Il y a vingt ans cette année paraissait les articles qui ont jeté les bases de l’électrodynamique quantique en circuit, ou cQED. C’est un domaine où l’observation d’effets quantiques, autrefois limitée à l’infiniment petit, s’élève à une échelle macroscopique, ouvrant des perspectives inédites pour l’information quantique. La cQED ne se contente pas de repousser les frontières de notre compréhension fondamentale de la quantique ; elle est aussi un terrain de jeu pour l’innovation technologique, promettant des ordinateurs capables de résoudre des problèmes aujourd’hui insaisissables. C’est l’histoire d’une rencontre entre théorie et ingéniosité technique, un chapitre fascinant qui redéfinit notre rapport avec le monde quantique. 

L’atome artificiel : un pivot conceptuel 

Au tournant des années 2000, les scientifiques parviennent à isoler des atomes et à les faire interagir avec des photons uniques dans des environnements confinés. Ces atomes, une fois contrôlés, peuvent  fonctionner comme qubits, les unités de base de l’informatique quantique. Or, l’assemblage de plusieurs de ces qubits, essentiel à la création d’un ordinateur quantique fonctionnel, présente  d’énormes défis techniques. En 2004, un groupe de chercheurs  reconnait que des circuits électriques supraconducteurs peuvent être amenés à imiter le comportement des atomes réels en interaction avec la lumière à l’échelle quantique.  «C’est quelque chose qui n’avait jamais été dit aussi clairement avant – on s’est rendu compte qu’on a trouvé le bon langage pour décrire ces systèmes.», souligne Alexandre Blais, directeur scientifique de l’Institut quantique et premier auteur de l’article en question. Avec cette approche, dans l’article qu’ils publient à ce sujet,  il devient possible de contrôler, faire interagir et mesurer les qubits supraconducteurs jouant le rôle d’atomes artificiels.
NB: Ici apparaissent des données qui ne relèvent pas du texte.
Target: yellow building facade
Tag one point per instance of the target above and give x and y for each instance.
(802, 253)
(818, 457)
C’est l’aube de la cQED.

David Schuster, Alexandre Blais, R. J. Schoelkopf, Steven Girvin, Andreas Wallraff. (Photo fournie)

 

L’harmonie théorique et pratique : des prédictions d’une précision inégalée 

Ce cadre théorique a permis d’établir un pont robuste avec l’expérience, entraînant des prédictions d’une justesse remarquable. « Pour la première fois dans le domaine, ça fonctionne : la correspondance entre les calculs théoriques et l’expérience est incroyable », se remémore-t-il. Au-delà d’une proposition théorique, c’était l’ébauche d’une architecture réelle d’ordinateur quantique, alignant tous les composants nécessaires pour le construire. 
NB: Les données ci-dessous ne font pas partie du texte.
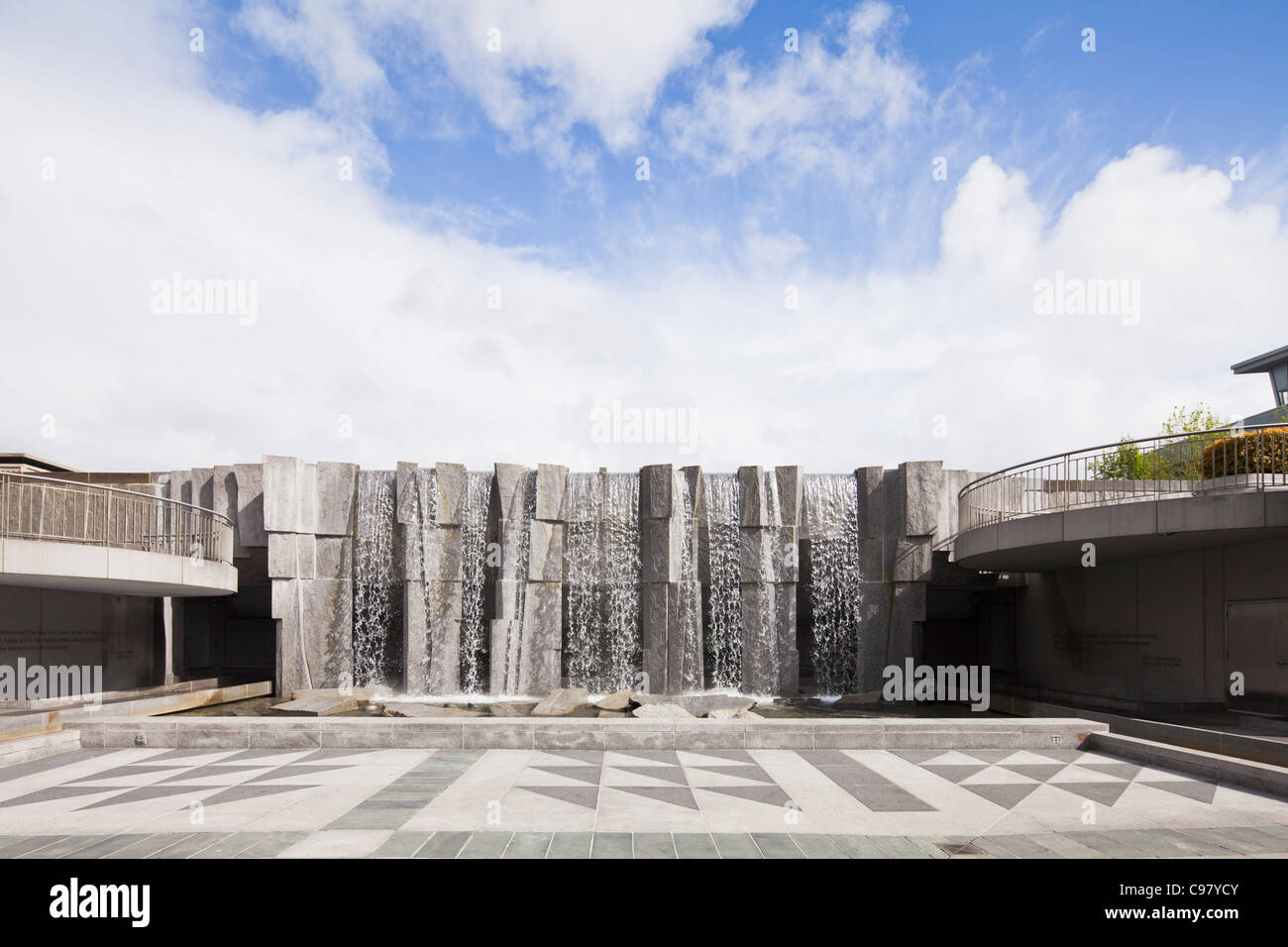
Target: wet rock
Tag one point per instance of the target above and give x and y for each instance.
(661, 710)
(621, 699)
(511, 707)
(562, 702)
(428, 710)
(697, 703)
(317, 705)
Le transmon : catalyseur du progrès 

L’arrivée du transmon, en 2007, marque un autre tournant décisif. Ce type de qubit supraconducteur surmonte de nombreuses limitations et facilite l’intégration d’un nombre accru de qubits, propulsant ainsi l’utilisation de la cQED. Le développement de la cQED prend une vitesse fulgurante, attirant l’attention et les ressources de géants technologiques comme Google et IBM, qui ont adopté et adapté ces systèmes. Google prétend même avoir atteint la suprématie quantique — ce point où les ordinateurs quantiques pourront résoudre des problèmes impossibles à effectuer par des ordinateurs classiques. « Quand je fais des prédictions sur comment le domaine va se développer, je me trompe toujours, mais toujours de la même façon : ça va chaque fois plus vite que je pense », commente le chercheur. 

Perspectives 

Ces propositions fondamentales, qui ont germé il y a 20 ans, ont aujourd’hui des applications imprévues, notamment dans la recherche de la matière noire — cette substance hypothétique élusive expliquant plusieurs observations astrophysiques. « Quand on a développé ces idées-là, on ne pensait pas à la détection de la matière noire ! On essayait de trouver la meilleure façon de mesurer et de contrôler un qubit. C’est vraiment le propre de la recherche fondamentale — les surprises. Et je sais qu’il y en aura d’autres, parce qu’il y a une communauté incroyable qui travaille là-dessus maintenant. Cette communauté va dans des directions qu’on ne soupçonnait pas au début. Je pense que ça va rester vraiment passionnant encore longtemps », conclut Alexandre Blais avec enthousiasme.